If $f$ is an automorphism of $S_3$, prove that there exists $\sigma\in S_3$ such that $f(\tau)=\sigma\tau\sigma^{-1}$ for every $\tau\in S_3$.
I am not sure what the question is asking. I know that a 3-cycle can be generated from two 2-cycles. So we only need to consider the three transpositions. So am I suppose to consider what $f(\tau)$ equals to by plugging into $\tau=$ $(12), (13), (23)$, and for each $f(\tau)$, I am suppose to look for a specific $\sigma$ and then go through it for each $\tau$.
.
I know that $(13)(12)(31)=(23)$ and $(12)(13)(12)=(23)$. I also done the following calculations:
$(23)(12)(23)=(13)$
$(13)(12)(31)=(23)$
$(12)(12)(12)=(12)$
$(123)(12)(132)=(23)$
$(132)(12)(123)=(13)$
$(13)(23)(31)=(12)$
$(12)(23)(21)=(13)$
$(23)(23)(23)=(23)$
$(123)(23)(132)=(13)$
$(132)(23)(123)=(12)$
$(12)(13)(12)=(23)$
$(23)(13)(22)=(12)$
$(13)(13)(13)=(13)$
$(123)(13)(132)=(12)$
$(132)(12)(123)=(23)$
$(132)(123)(123)=(123)$
$(123)(123)(132)=(123)$
$(12)(123)(21)=(132)$
$(23)(123)(32)=(132)$
$(13)(123)(31)=(132)$
$(132)(132)(123)=(132)$
$(123)(132)(132)=(132)$
$(12)(132)(21)=(123)$
$(13)(132)(31)=(123)$
$(23)(132)(32)=(123)$
Can someone clarify the question for me please.
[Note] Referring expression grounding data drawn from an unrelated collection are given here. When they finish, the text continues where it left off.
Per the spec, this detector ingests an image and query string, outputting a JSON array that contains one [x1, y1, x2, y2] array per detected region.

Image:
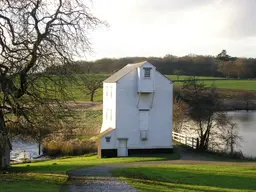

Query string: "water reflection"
[[227, 111, 256, 157]]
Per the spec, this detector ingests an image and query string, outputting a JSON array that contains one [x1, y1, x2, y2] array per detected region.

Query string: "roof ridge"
[[104, 61, 149, 83]]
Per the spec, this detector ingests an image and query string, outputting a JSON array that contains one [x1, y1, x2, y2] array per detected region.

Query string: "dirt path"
[[66, 146, 256, 192]]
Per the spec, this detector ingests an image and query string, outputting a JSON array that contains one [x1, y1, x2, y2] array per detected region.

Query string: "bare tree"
[[173, 70, 182, 80], [81, 74, 105, 102], [182, 77, 226, 151], [234, 58, 246, 79], [173, 97, 189, 133], [0, 0, 104, 166], [218, 122, 243, 155]]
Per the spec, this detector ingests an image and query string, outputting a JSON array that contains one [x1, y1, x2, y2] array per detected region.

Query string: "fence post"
[[196, 138, 199, 150], [185, 137, 187, 145], [192, 138, 194, 149]]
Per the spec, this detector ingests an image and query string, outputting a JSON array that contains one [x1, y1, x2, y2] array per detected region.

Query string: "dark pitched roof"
[[104, 61, 148, 83]]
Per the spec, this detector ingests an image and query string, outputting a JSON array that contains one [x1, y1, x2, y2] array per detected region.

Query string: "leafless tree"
[[80, 74, 105, 102], [218, 122, 243, 155], [0, 0, 104, 161], [182, 77, 227, 151], [173, 70, 182, 80], [173, 97, 189, 133]]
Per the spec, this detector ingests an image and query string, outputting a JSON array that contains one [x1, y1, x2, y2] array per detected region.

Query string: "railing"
[[172, 131, 198, 149]]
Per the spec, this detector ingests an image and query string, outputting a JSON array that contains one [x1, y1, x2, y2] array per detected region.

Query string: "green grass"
[[166, 75, 223, 81], [113, 164, 256, 192], [0, 173, 66, 192], [203, 80, 256, 91], [2, 153, 178, 192], [174, 79, 256, 91]]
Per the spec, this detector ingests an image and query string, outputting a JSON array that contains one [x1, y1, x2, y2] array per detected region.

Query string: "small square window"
[[106, 86, 108, 96], [144, 68, 152, 78], [110, 109, 112, 121], [110, 87, 112, 98], [105, 110, 108, 120], [105, 136, 111, 142]]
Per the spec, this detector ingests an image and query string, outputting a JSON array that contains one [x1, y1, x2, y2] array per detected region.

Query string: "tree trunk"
[[198, 131, 210, 151], [90, 91, 95, 102], [230, 128, 234, 155], [38, 140, 41, 156], [0, 110, 6, 168], [0, 110, 5, 133], [38, 132, 41, 156]]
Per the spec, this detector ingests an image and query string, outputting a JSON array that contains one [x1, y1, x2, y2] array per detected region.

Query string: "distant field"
[[70, 75, 256, 101], [173, 79, 256, 91], [166, 75, 224, 81], [34, 74, 255, 102]]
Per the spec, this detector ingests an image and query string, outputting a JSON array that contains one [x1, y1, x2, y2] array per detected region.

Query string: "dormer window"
[[144, 67, 152, 79]]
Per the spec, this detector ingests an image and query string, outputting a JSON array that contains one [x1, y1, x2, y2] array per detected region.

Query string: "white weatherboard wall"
[[115, 67, 173, 149], [100, 83, 117, 149], [101, 83, 116, 132], [137, 62, 155, 93], [100, 61, 173, 156]]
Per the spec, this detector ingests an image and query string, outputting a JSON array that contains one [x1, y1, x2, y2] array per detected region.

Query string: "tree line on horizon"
[[45, 50, 256, 79]]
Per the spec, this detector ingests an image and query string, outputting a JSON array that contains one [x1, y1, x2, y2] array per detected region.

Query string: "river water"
[[11, 140, 40, 161], [227, 110, 256, 158]]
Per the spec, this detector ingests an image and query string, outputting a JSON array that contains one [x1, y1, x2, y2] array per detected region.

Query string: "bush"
[[43, 139, 97, 157]]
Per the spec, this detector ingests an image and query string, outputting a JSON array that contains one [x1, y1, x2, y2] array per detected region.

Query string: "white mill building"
[[98, 61, 173, 158]]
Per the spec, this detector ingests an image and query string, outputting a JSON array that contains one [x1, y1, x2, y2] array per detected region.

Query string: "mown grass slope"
[[2, 153, 178, 192], [113, 164, 256, 192]]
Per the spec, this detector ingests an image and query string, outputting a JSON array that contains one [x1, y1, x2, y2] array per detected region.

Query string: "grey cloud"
[[135, 0, 214, 13], [129, 0, 214, 25], [217, 0, 256, 38]]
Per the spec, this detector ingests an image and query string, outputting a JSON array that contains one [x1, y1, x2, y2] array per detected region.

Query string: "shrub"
[[61, 142, 74, 156]]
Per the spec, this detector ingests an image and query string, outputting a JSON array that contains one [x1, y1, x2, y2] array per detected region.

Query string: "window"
[[106, 86, 108, 96], [105, 136, 111, 142], [105, 110, 108, 120], [110, 87, 112, 98], [144, 67, 152, 78], [110, 109, 112, 121]]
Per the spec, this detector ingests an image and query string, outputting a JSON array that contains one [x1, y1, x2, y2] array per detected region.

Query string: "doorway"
[[117, 138, 128, 157]]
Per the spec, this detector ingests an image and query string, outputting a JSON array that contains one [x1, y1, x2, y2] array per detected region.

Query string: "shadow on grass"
[[114, 166, 256, 191], [173, 142, 256, 162], [126, 178, 250, 192]]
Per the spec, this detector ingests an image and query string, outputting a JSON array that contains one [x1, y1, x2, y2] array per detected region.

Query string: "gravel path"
[[67, 165, 136, 192]]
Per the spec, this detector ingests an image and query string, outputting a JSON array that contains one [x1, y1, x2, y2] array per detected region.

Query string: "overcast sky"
[[86, 0, 256, 60]]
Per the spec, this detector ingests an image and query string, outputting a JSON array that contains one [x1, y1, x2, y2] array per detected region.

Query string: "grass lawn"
[[173, 79, 256, 91], [203, 80, 256, 91], [2, 153, 178, 192], [1, 173, 66, 192], [113, 164, 256, 192], [166, 75, 224, 81]]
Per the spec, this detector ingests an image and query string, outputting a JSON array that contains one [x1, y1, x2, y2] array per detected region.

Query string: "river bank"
[[222, 99, 256, 111]]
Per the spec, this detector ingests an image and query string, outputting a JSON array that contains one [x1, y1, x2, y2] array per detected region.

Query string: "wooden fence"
[[172, 131, 198, 149]]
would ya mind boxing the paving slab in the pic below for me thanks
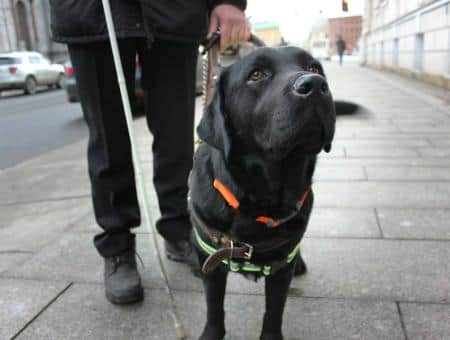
[290,238,450,303]
[366,167,450,181]
[344,146,419,158]
[428,137,450,147]
[305,208,380,238]
[10,221,450,303]
[6,232,205,293]
[377,208,450,240]
[6,232,164,288]
[15,284,404,340]
[318,157,450,167]
[0,198,90,252]
[314,182,450,208]
[313,166,367,181]
[0,252,31,274]
[417,147,450,158]
[13,140,86,168]
[0,278,69,340]
[15,284,177,340]
[0,162,90,204]
[400,302,450,340]
[175,291,405,340]
[333,138,431,148]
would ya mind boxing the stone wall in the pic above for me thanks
[0,0,67,61]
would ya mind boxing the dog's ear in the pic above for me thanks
[197,73,232,160]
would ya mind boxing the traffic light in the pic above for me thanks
[342,0,348,11]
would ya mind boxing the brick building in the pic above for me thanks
[253,21,282,47]
[328,15,363,55]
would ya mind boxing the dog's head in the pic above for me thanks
[198,46,336,161]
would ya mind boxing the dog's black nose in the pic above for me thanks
[293,74,329,97]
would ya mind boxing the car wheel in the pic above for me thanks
[24,76,37,95]
[56,73,65,89]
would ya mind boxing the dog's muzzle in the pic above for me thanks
[293,74,329,98]
[292,74,336,152]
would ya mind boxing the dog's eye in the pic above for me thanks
[248,70,264,82]
[307,65,320,74]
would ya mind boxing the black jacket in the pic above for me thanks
[50,0,246,44]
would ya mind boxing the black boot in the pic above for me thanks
[165,239,201,277]
[164,239,193,263]
[104,249,144,304]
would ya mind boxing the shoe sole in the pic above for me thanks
[166,251,188,263]
[105,287,144,305]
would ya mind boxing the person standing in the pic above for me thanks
[336,35,346,65]
[49,0,250,304]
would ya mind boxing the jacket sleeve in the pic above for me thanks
[208,0,247,11]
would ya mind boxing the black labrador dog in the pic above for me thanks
[189,46,336,340]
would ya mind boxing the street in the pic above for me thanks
[1,61,450,339]
[0,89,87,169]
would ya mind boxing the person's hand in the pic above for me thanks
[208,4,251,51]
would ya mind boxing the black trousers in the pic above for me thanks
[69,38,198,257]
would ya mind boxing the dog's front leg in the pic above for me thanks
[199,267,229,340]
[260,262,295,340]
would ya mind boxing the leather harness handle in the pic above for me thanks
[203,33,266,108]
[202,245,250,274]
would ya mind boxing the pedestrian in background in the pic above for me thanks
[337,35,346,65]
[49,0,250,305]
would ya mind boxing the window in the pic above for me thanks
[0,57,22,65]
[29,56,41,64]
[414,33,424,71]
[393,38,399,66]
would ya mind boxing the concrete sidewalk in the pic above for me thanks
[1,62,449,340]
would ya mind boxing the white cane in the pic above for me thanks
[100,1,187,338]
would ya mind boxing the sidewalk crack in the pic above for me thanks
[10,282,74,340]
[396,301,409,340]
[373,208,385,239]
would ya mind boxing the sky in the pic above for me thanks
[246,0,365,44]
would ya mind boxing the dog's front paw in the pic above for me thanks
[199,324,225,340]
[260,332,283,340]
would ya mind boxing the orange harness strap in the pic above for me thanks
[213,179,309,228]
[213,179,240,209]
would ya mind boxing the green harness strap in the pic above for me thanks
[194,227,301,276]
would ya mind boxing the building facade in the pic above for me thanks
[0,0,66,60]
[328,15,363,55]
[363,0,450,89]
[253,21,282,46]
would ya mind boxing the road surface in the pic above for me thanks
[0,89,87,169]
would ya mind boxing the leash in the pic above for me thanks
[202,31,265,108]
[101,1,186,338]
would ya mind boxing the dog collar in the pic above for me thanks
[213,179,309,228]
[189,200,301,276]
[193,227,301,276]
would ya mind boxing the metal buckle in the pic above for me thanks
[229,240,234,260]
[243,243,253,260]
[202,31,221,55]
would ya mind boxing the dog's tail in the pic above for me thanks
[334,100,359,115]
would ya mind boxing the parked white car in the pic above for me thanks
[0,51,65,95]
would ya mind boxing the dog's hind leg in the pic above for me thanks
[199,268,229,340]
[294,251,307,276]
[260,263,295,340]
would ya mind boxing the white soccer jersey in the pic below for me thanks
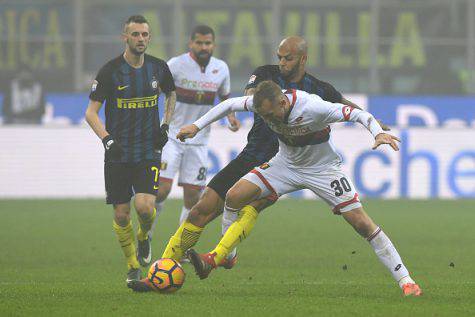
[194,89,383,168]
[168,53,231,145]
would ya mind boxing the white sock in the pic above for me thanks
[149,201,164,237]
[222,205,239,260]
[367,227,413,288]
[179,206,190,224]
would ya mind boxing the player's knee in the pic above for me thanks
[114,210,130,226]
[225,186,248,209]
[135,200,155,216]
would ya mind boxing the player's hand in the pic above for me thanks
[102,135,123,160]
[177,124,199,142]
[155,124,169,150]
[227,114,241,132]
[377,119,391,131]
[372,133,401,151]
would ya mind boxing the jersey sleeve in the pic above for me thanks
[89,63,112,103]
[310,95,383,137]
[194,96,253,130]
[244,66,269,90]
[167,57,179,76]
[320,81,343,103]
[218,63,231,99]
[159,60,176,94]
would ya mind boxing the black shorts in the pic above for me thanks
[104,160,161,205]
[207,153,261,200]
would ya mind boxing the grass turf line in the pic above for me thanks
[0,199,473,316]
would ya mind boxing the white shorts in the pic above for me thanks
[242,155,361,214]
[159,139,208,188]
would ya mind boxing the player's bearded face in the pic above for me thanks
[189,33,215,62]
[277,48,302,79]
[279,56,300,79]
[124,23,150,55]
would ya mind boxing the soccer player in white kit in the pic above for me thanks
[152,25,240,232]
[178,81,422,297]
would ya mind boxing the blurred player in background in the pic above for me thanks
[85,15,176,285]
[150,25,239,235]
[179,81,422,297]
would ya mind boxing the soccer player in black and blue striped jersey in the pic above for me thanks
[85,15,176,286]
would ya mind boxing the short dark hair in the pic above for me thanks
[125,15,149,26]
[191,25,215,40]
[253,81,283,109]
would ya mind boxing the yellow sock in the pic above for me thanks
[211,205,258,265]
[113,220,140,270]
[137,208,156,241]
[161,221,203,261]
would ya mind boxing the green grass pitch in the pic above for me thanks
[0,199,474,316]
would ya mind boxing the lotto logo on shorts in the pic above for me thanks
[259,162,270,170]
[342,106,354,121]
[161,162,168,170]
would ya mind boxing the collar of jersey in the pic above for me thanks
[283,89,297,124]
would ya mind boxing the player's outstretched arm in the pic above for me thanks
[177,96,250,142]
[372,133,401,151]
[177,124,200,142]
[341,97,390,131]
[226,113,241,132]
[318,100,399,151]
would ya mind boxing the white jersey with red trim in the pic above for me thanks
[194,89,383,168]
[168,53,231,145]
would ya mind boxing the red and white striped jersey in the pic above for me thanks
[168,53,230,145]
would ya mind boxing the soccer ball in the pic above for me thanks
[147,258,185,293]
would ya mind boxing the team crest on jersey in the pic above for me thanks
[151,77,158,90]
[91,80,98,92]
[259,162,270,170]
[248,75,256,84]
[212,69,219,74]
[342,106,354,121]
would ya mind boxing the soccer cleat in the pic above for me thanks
[127,278,153,292]
[185,249,217,280]
[402,283,422,297]
[219,254,238,269]
[137,237,152,267]
[126,267,142,285]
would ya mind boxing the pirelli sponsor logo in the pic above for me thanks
[117,95,158,109]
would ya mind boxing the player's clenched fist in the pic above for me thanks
[372,133,401,151]
[102,135,124,159]
[177,124,200,142]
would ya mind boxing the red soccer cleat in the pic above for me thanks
[127,278,153,292]
[402,283,423,297]
[185,249,217,280]
[219,254,238,270]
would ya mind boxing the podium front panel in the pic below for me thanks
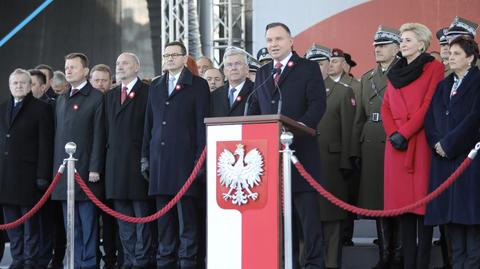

Thank you in advance
Edit: Since the mods chose to close the question, I would like to give an example to see if this is what the question is asking. Is the question asking for me to do the following: for $\tau=(12)$, we have $f(12)=$ either $(12), (13)$ or $(23)$. If it is $\tau=(12)$, then $\sigma=(12)$ if $f(12)=(13)$, then $\sigma=(23)$ and if $f(12)=(23)$, then $\sigma=(13)$. If the example is not sufficient, what else am I asked to do in the problem. I am really confused over the wording of the question.